Effective IMC relies on knowing your customers. Ask yourself:

  • What communication channels do our audiences use and respect?
  • What type of business interactions do they engage in on each channel?
  • Is the channel itself and the type of engagement it creates in alignment with our brand strategy and also our business and marketing goals?

Not every communication vehicle will be a fit – either because your customers are not there, not there en masse or because the communication channel is not right for your brand.

Be super picky and start slow. Once you do choose channels, jump in with both feet and, above all, keep going. Today’s IMC is a long-term endeavor and you’ll need to give it some time before seeing results.

Integrated Marketing Is Now More Complicated, But It’s More Effective, Too

Everything we’ve stated about the complicated nature of today’s IMC is true. But don’t let that stop you. Instead, view the factors that make today’s IMC complicated as your get-out-of-jail-free card for allowing experimentation and creating a continuous improvement model.

Here’s a very basic action plan:

  • Start by making sure your brand is steeped in meaning and relevancy. In other words, develop all elements of a full brand platform.
  • Extract your messages directly from your brand platform. For example, create a message point related to your brand promise and each of your brand values.
  • Develop original content and distribute carefully curated content from outside sources that reinforces each message you want to communicate. For example, if one of your messages is about innovation, you can: 1) write original articles, white papers, trend reports, etc., that support this message and position your company as an innovation expert; and 2) mix that content with relevant third-party resources, such as expert articles, market research and best practices.
  • Identify most suitable communication channels for each piece of content and/or adjust each piece of content so that it fits with a specific channel. For example, if you write an article, you can: 1) post that article on your blog and create an eblast with a teaser and link it to your blog post; 2) share an article to select industry groups on LinkedIn; and 3) post one point from your article each day for a week on Facebook and Twitter.
  • Publish your original and curated content on a regular basis.

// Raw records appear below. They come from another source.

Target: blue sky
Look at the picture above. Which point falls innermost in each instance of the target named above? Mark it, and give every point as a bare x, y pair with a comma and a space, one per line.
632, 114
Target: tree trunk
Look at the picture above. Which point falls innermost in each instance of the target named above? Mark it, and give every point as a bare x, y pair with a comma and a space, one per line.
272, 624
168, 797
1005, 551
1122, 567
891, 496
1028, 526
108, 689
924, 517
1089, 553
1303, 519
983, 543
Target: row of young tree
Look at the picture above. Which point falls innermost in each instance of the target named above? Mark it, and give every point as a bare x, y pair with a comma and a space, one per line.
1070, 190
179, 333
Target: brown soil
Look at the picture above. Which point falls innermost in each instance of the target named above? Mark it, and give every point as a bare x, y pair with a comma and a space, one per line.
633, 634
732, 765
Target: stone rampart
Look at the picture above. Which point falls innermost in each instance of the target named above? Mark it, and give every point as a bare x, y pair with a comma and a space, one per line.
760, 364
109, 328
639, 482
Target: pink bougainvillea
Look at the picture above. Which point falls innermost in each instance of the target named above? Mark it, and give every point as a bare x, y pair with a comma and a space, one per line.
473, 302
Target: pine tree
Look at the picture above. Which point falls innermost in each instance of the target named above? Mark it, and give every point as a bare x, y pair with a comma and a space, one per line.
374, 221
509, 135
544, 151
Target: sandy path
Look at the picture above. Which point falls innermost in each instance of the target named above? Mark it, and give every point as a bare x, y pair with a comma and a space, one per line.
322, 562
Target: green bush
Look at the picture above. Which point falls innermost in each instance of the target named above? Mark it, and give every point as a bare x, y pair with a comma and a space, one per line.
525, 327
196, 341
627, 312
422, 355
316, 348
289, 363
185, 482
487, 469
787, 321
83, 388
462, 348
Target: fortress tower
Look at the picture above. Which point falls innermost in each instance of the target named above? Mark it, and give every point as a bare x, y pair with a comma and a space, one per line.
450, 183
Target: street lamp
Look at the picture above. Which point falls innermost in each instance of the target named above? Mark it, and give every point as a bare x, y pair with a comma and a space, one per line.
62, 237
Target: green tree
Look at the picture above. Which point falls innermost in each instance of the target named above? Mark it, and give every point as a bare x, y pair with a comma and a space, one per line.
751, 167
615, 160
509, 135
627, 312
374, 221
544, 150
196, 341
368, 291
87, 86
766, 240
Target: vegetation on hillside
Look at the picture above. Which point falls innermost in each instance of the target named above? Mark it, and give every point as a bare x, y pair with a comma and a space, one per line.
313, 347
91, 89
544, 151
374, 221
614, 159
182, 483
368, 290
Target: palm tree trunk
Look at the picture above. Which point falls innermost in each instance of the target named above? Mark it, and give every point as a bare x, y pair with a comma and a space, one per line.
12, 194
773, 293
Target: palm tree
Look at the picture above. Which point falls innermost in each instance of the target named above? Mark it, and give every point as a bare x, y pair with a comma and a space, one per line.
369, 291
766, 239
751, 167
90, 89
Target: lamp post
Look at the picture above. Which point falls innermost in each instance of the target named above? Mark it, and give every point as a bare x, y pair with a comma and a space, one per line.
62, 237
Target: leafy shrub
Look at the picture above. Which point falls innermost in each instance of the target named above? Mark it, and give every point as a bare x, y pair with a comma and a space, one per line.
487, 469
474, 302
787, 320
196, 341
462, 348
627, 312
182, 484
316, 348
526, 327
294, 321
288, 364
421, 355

It helps to create an editorial calendar with each topic mapped out and every piece of content related to each topic scheduled with dates and distribution channels.
  • Monitor your results, looking for impressions, engagement and specific actions taken, as well as results against a specific goal, such as increasing subscriptions to your e-newsletter.
  • Build on what’s working and cease doing what’s not.

With just these three new rules in mind, companies can conduct IMC much more effectively and with less overwhelm.

Remember: The time you spend examining and expanding your brand platform, creating your messages, creating your content and planning your content distribution will be well worth it as you develop new and deeper relationships with your customers. Not to mention the fact that you’ll be one of the few companies leveraging the vast and powerful opportunities afforded by the new IMC.